Si tratta di una ricerca suggestiva che si confronta con le asperità testuali e che aiuta a superare i fraintendimenti fioriti quando la teologia cristiana si è coniugata col platonismo infrangendo l’armonia che si era lentamente intessuta tra eros e agape, armonia evocata anche da Benedetto XVI nella sua enciclica Deus caritas est. Ma qui il discorso dovrebbe allargarsi alla storia della tradizione, come per altro abbiamo già avuto occasione di suggerire attraverso un nostro precedente intervento a proposito del libro Due in una carne di Margherita Pelaja e Lucetta Scaraffia (Laterza 2008). Per stare, però, sul terreno biblico, potremmo consigliare una galleria di ritratti femminili delle Scritture, messa all’insegna del curioso motto rabbinico Torah orah, la Torah “incinta”, ossia la Legge e la Rivelazione biblica declinata al femminile. Con le immancabili Eva e Sara, ecco le matriarche Rebecca, Rachele e Lia, la Tamar stuprata e la ninfomane moglie di Potifar, la Raab di Gerico, prostituta santificata, ma anche le guerriere Debora, Giaele e Giuditta e così via in oltre venti dipinti testuali, destinati ovviamente a passare ancora per la “Lei” del Cantico e ad approdare alla Maria madre di Gesù. Una sequenza di volti tratteggiati sempre con lievità e intelligenza e alla fine commentati sinteticamente dalla voce sempre fine di Sylvie Germain e dagli acquerelli di Marte Sonnet che, però, si spengono perché privi di colore.

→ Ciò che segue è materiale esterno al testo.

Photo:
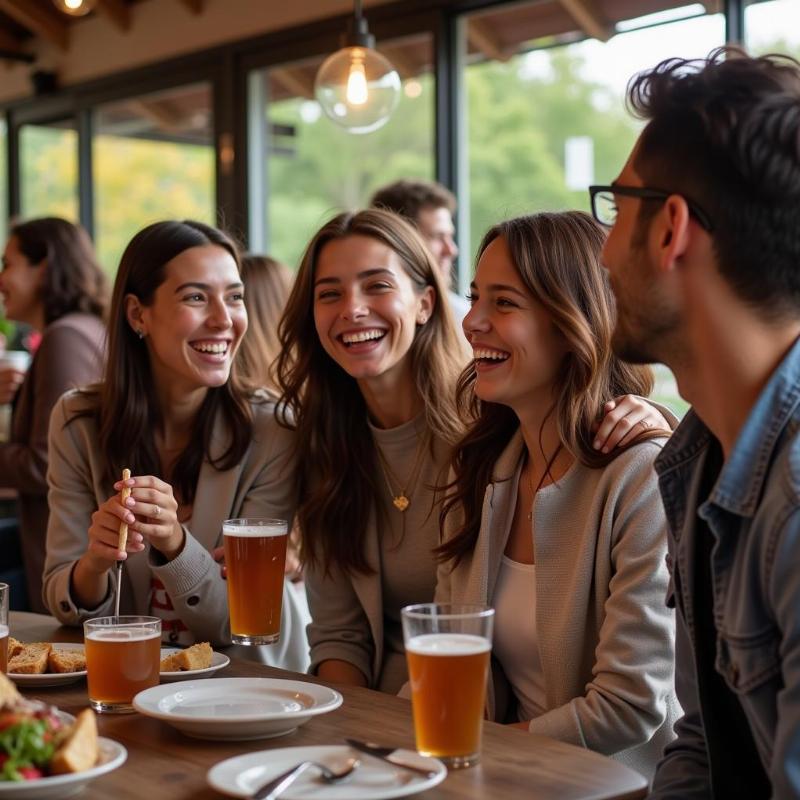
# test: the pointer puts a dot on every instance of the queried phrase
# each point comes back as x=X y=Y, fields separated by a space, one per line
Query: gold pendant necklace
x=401 y=501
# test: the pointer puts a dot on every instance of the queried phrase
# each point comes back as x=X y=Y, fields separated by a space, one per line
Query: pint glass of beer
x=4 y=590
x=122 y=659
x=447 y=649
x=255 y=556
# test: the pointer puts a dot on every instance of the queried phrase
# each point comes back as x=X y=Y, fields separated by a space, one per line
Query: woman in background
x=268 y=284
x=565 y=541
x=200 y=447
x=52 y=282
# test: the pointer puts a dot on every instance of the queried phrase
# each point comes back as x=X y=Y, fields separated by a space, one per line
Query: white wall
x=160 y=29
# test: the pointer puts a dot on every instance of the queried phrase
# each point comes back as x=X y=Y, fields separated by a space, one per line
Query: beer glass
x=447 y=649
x=122 y=658
x=4 y=590
x=255 y=556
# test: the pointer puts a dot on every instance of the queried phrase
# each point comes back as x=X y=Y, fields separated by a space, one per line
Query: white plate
x=50 y=678
x=112 y=755
x=218 y=661
x=372 y=780
x=238 y=709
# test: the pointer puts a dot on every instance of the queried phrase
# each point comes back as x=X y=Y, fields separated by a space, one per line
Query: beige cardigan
x=260 y=485
x=606 y=636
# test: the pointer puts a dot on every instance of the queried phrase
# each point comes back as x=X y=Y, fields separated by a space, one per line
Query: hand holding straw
x=123 y=538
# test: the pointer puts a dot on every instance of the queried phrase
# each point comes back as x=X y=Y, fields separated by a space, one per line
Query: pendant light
x=357 y=87
x=75 y=8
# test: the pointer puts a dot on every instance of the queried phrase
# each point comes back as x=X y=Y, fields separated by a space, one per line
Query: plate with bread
x=197 y=661
x=42 y=664
x=46 y=753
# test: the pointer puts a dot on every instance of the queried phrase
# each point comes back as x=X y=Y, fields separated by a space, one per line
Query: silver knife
x=273 y=788
x=383 y=753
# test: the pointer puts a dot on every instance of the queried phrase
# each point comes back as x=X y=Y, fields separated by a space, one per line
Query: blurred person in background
x=429 y=207
x=267 y=286
x=50 y=281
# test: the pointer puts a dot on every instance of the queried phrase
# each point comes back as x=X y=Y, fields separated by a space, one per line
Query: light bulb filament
x=356 y=93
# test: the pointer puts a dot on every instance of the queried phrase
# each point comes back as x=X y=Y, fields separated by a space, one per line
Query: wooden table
x=163 y=763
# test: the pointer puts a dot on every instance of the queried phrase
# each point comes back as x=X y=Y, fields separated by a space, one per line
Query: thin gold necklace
x=541 y=480
x=402 y=500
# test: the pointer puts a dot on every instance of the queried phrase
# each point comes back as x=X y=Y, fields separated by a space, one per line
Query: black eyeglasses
x=604 y=206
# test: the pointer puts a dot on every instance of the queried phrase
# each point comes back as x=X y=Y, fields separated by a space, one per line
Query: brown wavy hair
x=72 y=280
x=557 y=256
x=337 y=463
x=125 y=404
x=267 y=285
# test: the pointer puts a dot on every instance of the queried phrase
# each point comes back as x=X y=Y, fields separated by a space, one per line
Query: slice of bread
x=9 y=696
x=66 y=660
x=31 y=660
x=14 y=646
x=79 y=750
x=198 y=656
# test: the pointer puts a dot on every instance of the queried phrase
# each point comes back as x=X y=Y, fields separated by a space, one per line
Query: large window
x=304 y=168
x=773 y=27
x=49 y=170
x=545 y=107
x=153 y=158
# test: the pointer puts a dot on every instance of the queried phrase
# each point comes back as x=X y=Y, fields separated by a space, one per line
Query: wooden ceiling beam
x=117 y=11
x=480 y=35
x=195 y=6
x=588 y=16
x=297 y=83
x=39 y=20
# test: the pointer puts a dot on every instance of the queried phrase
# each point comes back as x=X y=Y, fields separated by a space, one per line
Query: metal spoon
x=273 y=788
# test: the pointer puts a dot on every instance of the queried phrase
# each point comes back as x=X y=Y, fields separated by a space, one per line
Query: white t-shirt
x=515 y=644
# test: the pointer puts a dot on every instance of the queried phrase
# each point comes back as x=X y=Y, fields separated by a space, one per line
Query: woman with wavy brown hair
x=567 y=542
x=201 y=448
x=51 y=281
x=368 y=369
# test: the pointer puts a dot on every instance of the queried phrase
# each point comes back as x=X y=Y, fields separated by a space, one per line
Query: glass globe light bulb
x=75 y=8
x=358 y=89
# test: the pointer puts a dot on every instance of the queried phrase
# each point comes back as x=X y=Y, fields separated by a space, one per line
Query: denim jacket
x=753 y=512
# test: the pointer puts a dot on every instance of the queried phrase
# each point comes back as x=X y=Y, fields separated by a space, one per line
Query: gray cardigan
x=606 y=636
x=260 y=485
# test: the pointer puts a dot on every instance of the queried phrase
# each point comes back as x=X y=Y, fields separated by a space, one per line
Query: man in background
x=430 y=207
x=704 y=260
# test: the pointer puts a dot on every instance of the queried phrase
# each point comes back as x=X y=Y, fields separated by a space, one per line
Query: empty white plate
x=237 y=708
x=112 y=755
x=218 y=661
x=240 y=776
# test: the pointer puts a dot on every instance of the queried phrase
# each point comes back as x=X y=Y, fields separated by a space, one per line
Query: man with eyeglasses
x=704 y=259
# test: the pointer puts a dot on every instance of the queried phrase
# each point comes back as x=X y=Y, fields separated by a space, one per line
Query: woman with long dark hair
x=568 y=543
x=368 y=369
x=200 y=448
x=52 y=282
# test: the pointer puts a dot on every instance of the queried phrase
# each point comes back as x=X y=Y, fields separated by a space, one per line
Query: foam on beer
x=254 y=531
x=448 y=644
x=123 y=635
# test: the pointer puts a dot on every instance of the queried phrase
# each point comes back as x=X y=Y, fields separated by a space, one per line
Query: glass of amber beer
x=4 y=590
x=122 y=659
x=255 y=556
x=447 y=649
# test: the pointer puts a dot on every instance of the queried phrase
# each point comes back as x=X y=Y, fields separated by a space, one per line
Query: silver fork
x=275 y=787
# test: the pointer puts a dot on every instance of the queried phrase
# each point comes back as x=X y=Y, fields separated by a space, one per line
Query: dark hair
x=557 y=256
x=125 y=403
x=408 y=198
x=725 y=132
x=267 y=284
x=337 y=467
x=72 y=279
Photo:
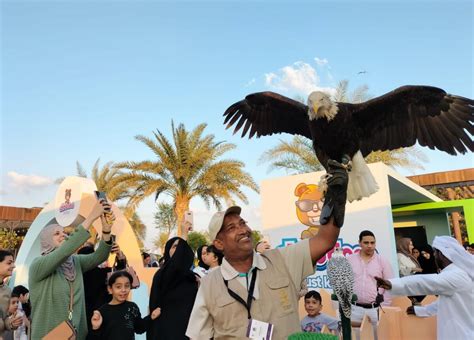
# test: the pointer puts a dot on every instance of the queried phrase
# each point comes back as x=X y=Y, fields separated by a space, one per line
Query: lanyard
x=247 y=304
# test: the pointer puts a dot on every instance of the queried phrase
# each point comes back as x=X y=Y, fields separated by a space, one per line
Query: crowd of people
x=230 y=288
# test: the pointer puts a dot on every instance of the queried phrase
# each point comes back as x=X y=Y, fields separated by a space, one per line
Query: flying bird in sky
x=349 y=132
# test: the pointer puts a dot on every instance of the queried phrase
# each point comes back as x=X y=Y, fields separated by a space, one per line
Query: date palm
x=188 y=166
x=110 y=180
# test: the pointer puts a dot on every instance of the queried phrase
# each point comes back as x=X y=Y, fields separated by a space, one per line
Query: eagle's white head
x=321 y=106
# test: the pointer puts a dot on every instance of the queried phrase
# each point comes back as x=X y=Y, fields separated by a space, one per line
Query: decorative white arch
x=73 y=201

Più di una volta abbiamo fatto cenno a quell’archetipo femminile per eccellenza che è Maria di Nazaret. Tutto quello che è necessario sapere di lei, nella sua autenticità documentaria biblica, senza inciampare nell’effervescenza devozionale o nella fantasia pirotecnica degli scritti apocrifi, ce lo offre uno specialista in questo ambito, Alberto Valentini, docente alla Gregoriana e al Marianum di Roma. Il suo è un viaggio anche a ritroso, alla ricerca delle fondazioni anticotestamentarie di molti lineamenti del volto cristiano della Vergine Madre, e un itinerario prospettico sino al “grande segno” della donna incinta dell’Apocalisse, per entrare poi nella selva fitta della mariologia, una branca dalla teologia più significativa di quanto s’immagini, considerati i suoi nessi con la cristologia e l’ecclesiologia. Il Concilio Vaticano II non aveva esitato, in uno dei suoi documenti, la Lumen gentium, ad affermare che «Maria, per la sua intima partecipazione alla storia della salvezza, riunisce per così dire e riverbera i massimi dati della fede» (n. 65).
Andrea Milano, «Donna e amore nella Bibbia», Dehoniane, Bologna, pagg. 388.
André Wénin – Camille Focant, «La donna, la vita», postfazione di Sylvie Germain, Dehoniane, Bologna, pagg. 157.
Alberto Valentini, «Maria secondo le Scritture», Dehoniane, Bologna, pagg. 500.